When we’re anxious, we may feel tensions, restless and nervous. We may also start sweating, breathing rapidly, have trouble concentrating and have an increased heart rate. And this is similar to how we react when excited. Both leave us feeling aroused.

So What’s the Difference?

According to Jim JP Collins, host of The Anxiety Podcast, “The difference is in our interpretation.” In other words, if we recognise these feelings as positive, we’ll feel excited. If we see them as negative, we’ll feel anxious. And this has been proven by research too.

Excitement Helps Us Perform Better

To test all this out, Harvard Business School’s Alison Wood Brooks told participants to say either “I am anxious”, “I am excited” or nothing before performing a task. She then asked them to sing “Don’t Stop Believin” in front of their group in an impromptu karaoke session.

Not only were the “excited” participants more excited, they also sang better according to a computerised measurement of volume and pitch. And similar results were found when they were asked to deliver a 2-minute speech on camera and complete a math test.

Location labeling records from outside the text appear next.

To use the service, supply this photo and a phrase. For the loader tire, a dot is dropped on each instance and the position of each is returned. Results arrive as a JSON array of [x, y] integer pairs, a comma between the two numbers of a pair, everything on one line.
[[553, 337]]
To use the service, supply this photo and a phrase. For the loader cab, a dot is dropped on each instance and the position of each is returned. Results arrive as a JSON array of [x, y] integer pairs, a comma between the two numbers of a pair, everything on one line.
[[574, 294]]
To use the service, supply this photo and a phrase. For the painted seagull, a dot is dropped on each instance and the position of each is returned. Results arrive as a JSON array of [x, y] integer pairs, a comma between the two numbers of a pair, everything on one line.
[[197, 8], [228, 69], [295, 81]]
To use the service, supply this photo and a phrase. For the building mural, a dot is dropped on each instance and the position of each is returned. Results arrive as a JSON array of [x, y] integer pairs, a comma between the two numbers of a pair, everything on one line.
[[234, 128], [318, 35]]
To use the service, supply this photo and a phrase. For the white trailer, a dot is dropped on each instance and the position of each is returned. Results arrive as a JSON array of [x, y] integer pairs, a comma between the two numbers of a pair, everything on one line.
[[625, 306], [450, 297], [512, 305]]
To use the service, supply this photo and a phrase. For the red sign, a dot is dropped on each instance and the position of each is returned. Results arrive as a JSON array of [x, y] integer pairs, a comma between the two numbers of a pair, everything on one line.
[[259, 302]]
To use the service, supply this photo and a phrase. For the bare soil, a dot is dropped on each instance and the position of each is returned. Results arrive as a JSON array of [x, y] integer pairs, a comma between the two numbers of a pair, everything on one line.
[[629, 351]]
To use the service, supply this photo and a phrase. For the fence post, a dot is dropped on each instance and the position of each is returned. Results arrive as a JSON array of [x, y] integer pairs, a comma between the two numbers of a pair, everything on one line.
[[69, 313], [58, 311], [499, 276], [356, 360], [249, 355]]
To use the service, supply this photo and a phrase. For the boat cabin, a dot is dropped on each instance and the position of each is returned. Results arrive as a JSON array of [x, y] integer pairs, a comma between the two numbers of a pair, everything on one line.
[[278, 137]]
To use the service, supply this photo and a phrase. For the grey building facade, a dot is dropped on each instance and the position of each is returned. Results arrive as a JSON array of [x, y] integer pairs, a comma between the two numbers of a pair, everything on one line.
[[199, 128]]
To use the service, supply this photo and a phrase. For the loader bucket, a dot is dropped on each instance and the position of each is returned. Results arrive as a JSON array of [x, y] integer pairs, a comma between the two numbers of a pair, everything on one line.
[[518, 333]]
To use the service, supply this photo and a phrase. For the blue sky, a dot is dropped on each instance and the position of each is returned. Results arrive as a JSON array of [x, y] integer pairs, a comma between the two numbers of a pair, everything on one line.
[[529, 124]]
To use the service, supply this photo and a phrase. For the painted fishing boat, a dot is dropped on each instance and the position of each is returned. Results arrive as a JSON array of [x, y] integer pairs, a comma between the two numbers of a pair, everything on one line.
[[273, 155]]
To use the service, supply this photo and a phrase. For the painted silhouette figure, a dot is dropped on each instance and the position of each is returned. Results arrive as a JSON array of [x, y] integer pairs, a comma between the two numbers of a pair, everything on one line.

And the most interesting thing? All the participants were equally as anxious- even the excited ones. Simply saying they were excited didn’t even change their heart rate. In fact, the only difference was that they thought of their experience as “exciting” rather than stressful.

Thinking Positively Helps

And this is not the only study to have shown the power of interpretation. Back in 2010, researchers found that when they told people that feeling anxious would help them do better on a maths test, they performed better. The people here didn’t even have to “feel” excited. They were simply told to think of their anxiety as a helpful factor, rather than a hindrance.

To conclude, anxiety and excitement produce many of the same neurological responses. And so, switching between the two can just be a matter of thinking positively or negatively.